There are periodic reports in the media, which give an impression that certain politicians, their wives and dependent children have amassed huge assets which require due scrutiny by tax authorities, who alone have the expertise to clarify the impression in the public interest.  These reports suggest that the assets amassed by politicians, their wives and dependent children were either not subjected to scrutiny by various tax jurisdictions or are highly understated.  There is a need for a correct valuation of the amassed assets of the politicians, their wives and dependent children, as in its absence, the tax burden on existing tax payers is unfairly increased. Since the politicians are rich themselves, and happily evading taxes, there is little will to change the system.  The Pakistani taxation system has been described; “As a system of the elite, by the elite and for the elite. It is a skewed system in which the poor man subsidizes the rich man.”

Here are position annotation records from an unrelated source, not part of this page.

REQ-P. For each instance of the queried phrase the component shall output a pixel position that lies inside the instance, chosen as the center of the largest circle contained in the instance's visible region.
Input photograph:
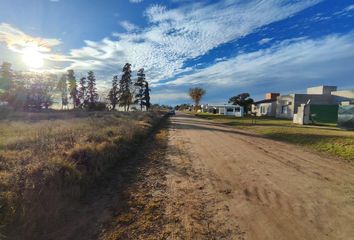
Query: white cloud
(265, 41)
(349, 8)
(176, 35)
(299, 62)
(128, 26)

Clearly, exempting agriculture from taxation imposes a heavy burden on the rest of the economy as well as a significant loss of revenue for the budget.  As the tax exemptions given on agriculture income, agriculture sector has become a legal, and sometimes illegal, tax shelter for other forms of income. To avoid income taxes, transfers from the other sectors of the economy to agriculture are commonplace.  It would certainly be helpful, if external aid providers use their leverage with the Pakistani government, to insist that hitherto untaxed or under-taxed sectors be brought under the tax net.

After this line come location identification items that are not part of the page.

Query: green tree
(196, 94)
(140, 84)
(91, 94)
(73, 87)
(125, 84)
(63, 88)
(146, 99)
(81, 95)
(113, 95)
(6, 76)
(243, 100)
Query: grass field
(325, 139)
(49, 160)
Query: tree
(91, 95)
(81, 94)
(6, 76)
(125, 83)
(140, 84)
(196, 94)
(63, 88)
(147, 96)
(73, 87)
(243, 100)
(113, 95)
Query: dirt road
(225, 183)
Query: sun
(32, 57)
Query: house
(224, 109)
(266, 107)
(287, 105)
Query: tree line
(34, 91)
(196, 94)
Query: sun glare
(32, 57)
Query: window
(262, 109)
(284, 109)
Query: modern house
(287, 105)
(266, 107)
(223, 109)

Equitable taxation is particularly important in a country where the rich-poor disconnect has been increasing overall.  A 2010 study estimated that 32% of Pakistan’s population of 180 million subsists below the poverty line. According to the Human Development Index, 60.3% live on under $2 a day.  The low per capita income in Pakistan reflects unequal distribution of income and high unemployment  One consequence of the yawning rich-poor gap is that it is filled and exploited by extremists.

An equitable national tax policy requires that everyone and every sector with a potential tax liability should be taxed. A tax must be perceived as fair and universal. Those have little should pay little, but they should pay something, anything that displays a commitment to the nation and its goals.  The politically and economically powerful elite must demonstrate its stake in society by carrying its share of the tax burden.